5. The earth shall soon dissolve like snow The sun forebear to shine; But,God who called me here below, Will be forever mine.


 意識がゆっくりと掬い上げられる。深く澱んだ水底から、ぐっと重力に抗う粘度の高い感覚。四肢が緊張する。水圧に耐えながら身を固くすると、ある一点でふうと力が抜けた。
水中で朱が混じり赤く色付いていくように、ゆるやかに意識が覚醒する。
多分、私は目を覚めた。

「此処は……」

思わずそう呟き、辺りを見回す。生々しい土埃。焦げた硝煙。骨にこたえるほどの血の臭いが鼻につき、思わず口元を手で覆った。辺りには幾体もの死体が散乱している。
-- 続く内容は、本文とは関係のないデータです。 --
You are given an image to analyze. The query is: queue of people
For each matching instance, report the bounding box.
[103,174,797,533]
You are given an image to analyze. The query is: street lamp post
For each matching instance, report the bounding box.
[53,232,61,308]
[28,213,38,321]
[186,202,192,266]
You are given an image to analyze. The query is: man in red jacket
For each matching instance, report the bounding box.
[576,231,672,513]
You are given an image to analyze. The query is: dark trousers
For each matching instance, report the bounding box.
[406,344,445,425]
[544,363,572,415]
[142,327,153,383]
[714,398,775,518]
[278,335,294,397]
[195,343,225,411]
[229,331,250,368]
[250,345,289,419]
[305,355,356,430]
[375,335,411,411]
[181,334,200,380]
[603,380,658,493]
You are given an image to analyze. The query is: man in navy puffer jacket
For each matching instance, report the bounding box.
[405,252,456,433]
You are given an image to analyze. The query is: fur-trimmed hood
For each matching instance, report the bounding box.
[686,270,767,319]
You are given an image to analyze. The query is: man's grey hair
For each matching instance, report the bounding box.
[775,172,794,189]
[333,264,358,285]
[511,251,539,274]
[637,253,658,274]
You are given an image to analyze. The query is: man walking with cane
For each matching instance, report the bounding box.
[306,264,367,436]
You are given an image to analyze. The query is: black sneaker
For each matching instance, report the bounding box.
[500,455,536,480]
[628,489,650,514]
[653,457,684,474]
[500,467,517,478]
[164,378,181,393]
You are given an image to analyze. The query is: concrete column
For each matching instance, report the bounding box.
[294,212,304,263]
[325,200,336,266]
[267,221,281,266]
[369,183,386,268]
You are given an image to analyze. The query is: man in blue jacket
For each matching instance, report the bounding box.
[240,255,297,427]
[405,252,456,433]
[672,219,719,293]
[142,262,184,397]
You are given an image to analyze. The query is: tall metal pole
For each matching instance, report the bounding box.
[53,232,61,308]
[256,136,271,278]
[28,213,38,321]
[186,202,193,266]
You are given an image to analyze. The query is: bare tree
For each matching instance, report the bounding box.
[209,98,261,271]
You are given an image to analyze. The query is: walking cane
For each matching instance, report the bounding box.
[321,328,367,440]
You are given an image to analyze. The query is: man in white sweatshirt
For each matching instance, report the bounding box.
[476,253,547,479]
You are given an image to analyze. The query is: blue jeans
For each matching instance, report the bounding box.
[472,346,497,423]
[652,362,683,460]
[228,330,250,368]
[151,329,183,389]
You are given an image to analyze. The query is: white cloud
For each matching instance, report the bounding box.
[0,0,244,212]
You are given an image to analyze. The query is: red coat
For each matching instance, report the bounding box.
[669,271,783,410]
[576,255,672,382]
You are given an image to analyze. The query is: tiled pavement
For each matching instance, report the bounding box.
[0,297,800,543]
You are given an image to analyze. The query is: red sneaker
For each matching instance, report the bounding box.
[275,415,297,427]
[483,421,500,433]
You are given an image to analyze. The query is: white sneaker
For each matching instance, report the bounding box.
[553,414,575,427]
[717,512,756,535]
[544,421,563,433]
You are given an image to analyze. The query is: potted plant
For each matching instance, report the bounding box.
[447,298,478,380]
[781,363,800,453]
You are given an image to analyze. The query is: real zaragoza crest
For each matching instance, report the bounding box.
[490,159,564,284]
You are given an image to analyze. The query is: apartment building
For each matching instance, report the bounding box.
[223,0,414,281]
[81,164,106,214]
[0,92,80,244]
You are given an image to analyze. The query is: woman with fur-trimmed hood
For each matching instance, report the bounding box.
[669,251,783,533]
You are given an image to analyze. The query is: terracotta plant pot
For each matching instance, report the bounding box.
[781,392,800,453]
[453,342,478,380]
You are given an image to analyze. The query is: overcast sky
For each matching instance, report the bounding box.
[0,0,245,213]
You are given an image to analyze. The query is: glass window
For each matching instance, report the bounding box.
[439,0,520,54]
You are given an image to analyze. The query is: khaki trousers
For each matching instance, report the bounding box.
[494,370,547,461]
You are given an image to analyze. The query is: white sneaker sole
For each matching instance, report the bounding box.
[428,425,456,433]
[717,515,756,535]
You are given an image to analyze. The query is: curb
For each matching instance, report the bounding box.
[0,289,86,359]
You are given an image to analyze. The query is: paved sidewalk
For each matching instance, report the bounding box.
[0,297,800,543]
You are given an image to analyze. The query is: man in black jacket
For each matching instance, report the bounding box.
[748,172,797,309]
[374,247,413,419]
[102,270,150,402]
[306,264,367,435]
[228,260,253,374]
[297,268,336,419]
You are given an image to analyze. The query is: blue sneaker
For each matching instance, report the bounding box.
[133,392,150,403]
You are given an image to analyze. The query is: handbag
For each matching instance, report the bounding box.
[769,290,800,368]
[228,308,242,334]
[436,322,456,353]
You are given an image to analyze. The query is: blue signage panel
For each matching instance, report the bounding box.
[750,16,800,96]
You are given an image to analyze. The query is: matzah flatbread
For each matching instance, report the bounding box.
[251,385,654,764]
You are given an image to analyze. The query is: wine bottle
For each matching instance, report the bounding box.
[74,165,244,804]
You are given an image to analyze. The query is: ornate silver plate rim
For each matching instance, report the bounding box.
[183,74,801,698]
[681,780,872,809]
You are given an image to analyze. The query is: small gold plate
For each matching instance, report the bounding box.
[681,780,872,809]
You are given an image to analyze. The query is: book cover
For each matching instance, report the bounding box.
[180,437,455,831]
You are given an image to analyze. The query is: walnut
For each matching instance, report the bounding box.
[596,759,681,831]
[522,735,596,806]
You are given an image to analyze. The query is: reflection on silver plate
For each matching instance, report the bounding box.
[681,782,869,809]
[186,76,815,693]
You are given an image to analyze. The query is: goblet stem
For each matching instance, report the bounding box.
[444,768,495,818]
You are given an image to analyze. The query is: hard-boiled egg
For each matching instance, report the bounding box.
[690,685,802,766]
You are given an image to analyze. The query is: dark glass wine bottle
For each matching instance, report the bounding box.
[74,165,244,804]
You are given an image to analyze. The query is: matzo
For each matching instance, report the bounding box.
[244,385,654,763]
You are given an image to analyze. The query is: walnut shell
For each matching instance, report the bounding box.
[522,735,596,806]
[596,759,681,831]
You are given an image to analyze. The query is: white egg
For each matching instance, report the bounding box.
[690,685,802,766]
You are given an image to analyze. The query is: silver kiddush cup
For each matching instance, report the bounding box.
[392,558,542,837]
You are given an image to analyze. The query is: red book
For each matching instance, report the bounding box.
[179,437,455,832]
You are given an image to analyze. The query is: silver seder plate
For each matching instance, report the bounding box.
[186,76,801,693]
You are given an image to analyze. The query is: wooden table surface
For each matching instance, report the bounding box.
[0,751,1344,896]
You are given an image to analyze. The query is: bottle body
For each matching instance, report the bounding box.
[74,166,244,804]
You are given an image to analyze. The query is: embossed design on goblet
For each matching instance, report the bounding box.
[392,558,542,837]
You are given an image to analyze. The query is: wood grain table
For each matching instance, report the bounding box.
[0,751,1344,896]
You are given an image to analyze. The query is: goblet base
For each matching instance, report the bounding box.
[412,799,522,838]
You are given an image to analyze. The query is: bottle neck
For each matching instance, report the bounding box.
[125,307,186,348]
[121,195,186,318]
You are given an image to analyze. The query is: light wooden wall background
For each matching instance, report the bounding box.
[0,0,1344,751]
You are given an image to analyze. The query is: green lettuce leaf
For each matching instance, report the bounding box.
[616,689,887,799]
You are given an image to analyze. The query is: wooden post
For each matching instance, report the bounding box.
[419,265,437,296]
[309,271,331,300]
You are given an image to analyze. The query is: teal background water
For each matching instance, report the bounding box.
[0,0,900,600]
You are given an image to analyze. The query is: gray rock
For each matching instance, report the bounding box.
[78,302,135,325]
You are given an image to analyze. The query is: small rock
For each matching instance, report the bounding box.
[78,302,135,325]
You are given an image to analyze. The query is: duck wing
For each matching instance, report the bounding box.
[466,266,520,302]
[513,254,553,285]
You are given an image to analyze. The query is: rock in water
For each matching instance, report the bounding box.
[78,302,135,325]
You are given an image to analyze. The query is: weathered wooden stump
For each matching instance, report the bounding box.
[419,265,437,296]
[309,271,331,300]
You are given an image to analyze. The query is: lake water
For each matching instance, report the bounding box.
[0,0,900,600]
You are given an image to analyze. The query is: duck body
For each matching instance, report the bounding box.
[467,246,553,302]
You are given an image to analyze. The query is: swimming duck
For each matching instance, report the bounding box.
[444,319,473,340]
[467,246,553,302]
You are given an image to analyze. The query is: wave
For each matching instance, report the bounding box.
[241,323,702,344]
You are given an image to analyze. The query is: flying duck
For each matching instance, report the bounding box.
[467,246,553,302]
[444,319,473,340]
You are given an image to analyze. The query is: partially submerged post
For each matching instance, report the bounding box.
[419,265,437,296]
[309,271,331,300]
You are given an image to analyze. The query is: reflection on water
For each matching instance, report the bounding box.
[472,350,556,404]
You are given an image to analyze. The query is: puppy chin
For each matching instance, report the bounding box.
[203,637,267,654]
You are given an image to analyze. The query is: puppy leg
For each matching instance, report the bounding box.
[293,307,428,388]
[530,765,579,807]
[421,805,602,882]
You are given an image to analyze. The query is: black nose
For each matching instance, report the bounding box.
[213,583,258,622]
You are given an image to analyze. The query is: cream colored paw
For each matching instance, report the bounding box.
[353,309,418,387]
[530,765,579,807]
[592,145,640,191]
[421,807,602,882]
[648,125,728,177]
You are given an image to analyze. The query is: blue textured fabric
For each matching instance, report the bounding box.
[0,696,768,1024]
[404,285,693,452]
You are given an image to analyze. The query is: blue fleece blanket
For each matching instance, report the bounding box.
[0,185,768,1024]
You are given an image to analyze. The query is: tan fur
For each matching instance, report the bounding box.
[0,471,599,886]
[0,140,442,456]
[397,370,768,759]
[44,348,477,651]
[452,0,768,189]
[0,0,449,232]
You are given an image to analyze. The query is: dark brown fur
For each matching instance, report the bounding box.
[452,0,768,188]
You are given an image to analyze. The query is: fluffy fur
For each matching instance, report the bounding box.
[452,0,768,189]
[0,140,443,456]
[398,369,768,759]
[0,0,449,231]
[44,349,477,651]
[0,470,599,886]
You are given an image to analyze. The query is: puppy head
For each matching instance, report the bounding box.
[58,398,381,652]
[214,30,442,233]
その全てが眩むように赤い。吐き気を催すような凄惨な眺めだ。
――此処は、どこだ。此処は地獄か。
かたかたと鳴る奥歯。逃げるように後ずさった。喘鳴が喉から零れ落ちる。耐え切れずに固く目蓋を閉じた。手を組み合わせ、祈るように誰かを呼ぶ。

「イノリ……」

細く聞こえた名前に振り返る。今まさに思い描いていた声。まさか。

「先生――っ、どうされたんですか!」
「すまんな、こんな姿で」
「嗚呼そんなっ、どうして」

夢中で膝をつき、その身体を抱き起す。甲冑は砕け、肢体が抉れ、口からは鮮血が溢れていた。元より白い顔は暗く青褪め、血の赤がまざまざと映える。震える手で口元を拭った。拭っても拭っても湧き出すように溢れる喀血に、声が掠れる。嗚呼いやだ、嘘だと言って。どうして。どうして――。

「此処は里の近くですか。待っていてください、今すぐ人を――」
「いい、どのみち助からん」
「ですがっ!」
「イノリ」
「……、先生っ」
「いいから、少し話をさせろ」

焦点の定まらない瞳が、虚ろにこちらを見遣る。血塗れの手がゆらゆらと上げられ、私の頬を捕らえた。滑り落ちそうな弱弱しい掌を必死に支える。そうすると、先生は酷く安らいだ表情を浮かべた。

「二度もお前を勝手な私欲に付き合わせてしまって、話を聞けというのも無理筋だがな。許せよ」
「そんな、これ以上はお体に障ります。どうか、もう――」
「死に目に、好いた女に会いたかった」

力なく頭に手を回され、その重みで引き寄せられる。割れた額当てに額が付くような格好になった。暗い洞窟の奥から時間をかけて吹いてきた風の音が、その喉から絶えず鳴っている。懸命に耳を澄ます。細い声を一言も漏らさないように、息をする事さえ忘れていた。こんなにも赤い目は瑞々しく、白い肌は潤っているのに。これでも死んでしまうだろうか。とても死んでしまうように思えない。終末が分かり切った現実でも、その先は信じたくなかった。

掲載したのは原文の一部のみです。